Un volontaire, Enzo, participe alité à sa séance quotidienne de vélo sur centrifugeuse. Au Medes, à Toulouse, le 13 mars 2024.

Allongé sur son lit, le corps bardé d’électrodes, un homme pédale sur un vélo de fitness. Enzo (les noms des participants n’ont pas été communiqués) enchaîne des séries de pédalage, entrecoupées de moments de récupération. Dans son casque-micro, il écoute les instructions d’un médecin et d’un infirmier qui veillent à ses constantes physiologiques derrière leur poste de contrôle. Enzo en oublie presque que la centrifugeuse sur laquelle il est harnaché tourne à environ trente tours par minute et qu’il endure des accélérations de plus de 2 g, soit deux fois son poids.

Ses pieds, positionnés à l’extérieur de la centrifugeuse, dite à « bras court », subissent une accélération plus importante que sa tête. « Je sens le sang affluer vers mes pieds et mon cœur bondir dans la poitrine, redoublant d’effort pour faire revenir le sang vers le haut de mon corps », reconnaît-il.
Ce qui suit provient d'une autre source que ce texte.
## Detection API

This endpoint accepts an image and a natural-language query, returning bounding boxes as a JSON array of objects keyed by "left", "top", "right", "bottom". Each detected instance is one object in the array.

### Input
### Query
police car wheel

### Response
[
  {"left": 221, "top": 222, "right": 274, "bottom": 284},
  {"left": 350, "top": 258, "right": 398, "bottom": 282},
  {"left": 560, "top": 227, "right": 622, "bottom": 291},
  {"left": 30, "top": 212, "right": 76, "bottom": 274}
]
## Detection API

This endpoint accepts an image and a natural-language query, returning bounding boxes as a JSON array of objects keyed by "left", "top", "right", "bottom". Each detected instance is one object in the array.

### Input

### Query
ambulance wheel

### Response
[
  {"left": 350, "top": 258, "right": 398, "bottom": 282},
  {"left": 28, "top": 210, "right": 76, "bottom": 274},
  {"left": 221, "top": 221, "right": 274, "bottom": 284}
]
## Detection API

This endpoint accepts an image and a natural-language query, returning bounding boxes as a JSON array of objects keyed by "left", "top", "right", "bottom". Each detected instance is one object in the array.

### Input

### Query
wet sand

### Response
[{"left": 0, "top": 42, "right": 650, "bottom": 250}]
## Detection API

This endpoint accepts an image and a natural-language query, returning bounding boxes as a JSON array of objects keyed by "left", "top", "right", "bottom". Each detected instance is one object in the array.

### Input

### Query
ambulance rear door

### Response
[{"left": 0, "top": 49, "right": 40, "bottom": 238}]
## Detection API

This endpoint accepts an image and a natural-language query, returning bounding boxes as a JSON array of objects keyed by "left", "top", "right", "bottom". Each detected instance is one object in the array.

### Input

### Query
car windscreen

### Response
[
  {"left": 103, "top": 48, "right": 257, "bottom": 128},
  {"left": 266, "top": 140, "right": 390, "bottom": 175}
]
Cet homme de 28 ans n’a pas l’habitude d’efforts aussi intenses, surtout en restant constamment allongé. Mais ces séances quotidiennes pourraient s’avérer essentielles pour limiter les effets délétères d’un séjour prolongé dans l’espace. Lui-même n’y est jamais allé – et n’ira jamais – et, pourtant, depuis un mois, il éprouve sur Terre les mêmes effets physiologiques qu’a vécus Thomas Pesquet en impesanteur dans la Station spatiale internationale (ISS).

Conséquences sur l’organisme

Depuis début février, à l’Institut de médecine et de physiologie spatiales (Medes), pour Enzo, le milieu spatial se limite à un lit. Avec onze autres volontaires, il participe au deuxième volet d’une étude clinique pour le compte du Centre national d’études spatiales (CNES) et de l’Agence spatiale européenne (ESA), dont la première partie avait été menée en 2023. L’expérience dure au total trois mois, dont deux pendant lesquels les douze participants vivent constamment couchés, la tête un peu plus basse que leurs pieds, sur un lit incliné à − 6 degrés. Vingt-quatre heures sur vingt-quatre sans se lever, à prendre leurs repas et leurs douches totalement allongés, avec interdiction absolue de se verticaliser.

Ce modèle d’alitement appelé bedrest (« repos au lit ») a été mis au point dans les années 1970 pour étudier au sol les effets de la microgravité et est rapidement devenu le modèle de référence en recherche clinique spatiale. « Les fluides descendent vers la tête et le thorax, et c’est exactement ce qui se passe quand on est en impesanteur, détaille Rebecca Billette de Villemeur, responsable médicale au Medes. Le corps humain continue à fonctionner comme s’il devait toujours lutter contre la gravité, en remontant le sang vers le cœur et le cerveau. » Ce qui n’est pas sans conséquences sur l’organisme. « En l’absence de pesanteur, les muscles des astronautes fondent, leurs os perdent de leur densité et leur cœur, moins sollicité, est plus sensible à l’effort, poursuit la médecin. De retour sur Terre, le sang redescend vers les pieds. Le cerveau et le cœur ne sont alors plus assez irrigués, conduisant à une hypotension dite “orthostatique”. » La spécialiste évoque d’autres risques pouvant survenir au retour : problèmes d’acuité visuelle, d’obésité, de dysfonctionnement du système immunitaire et même de diabète de type II.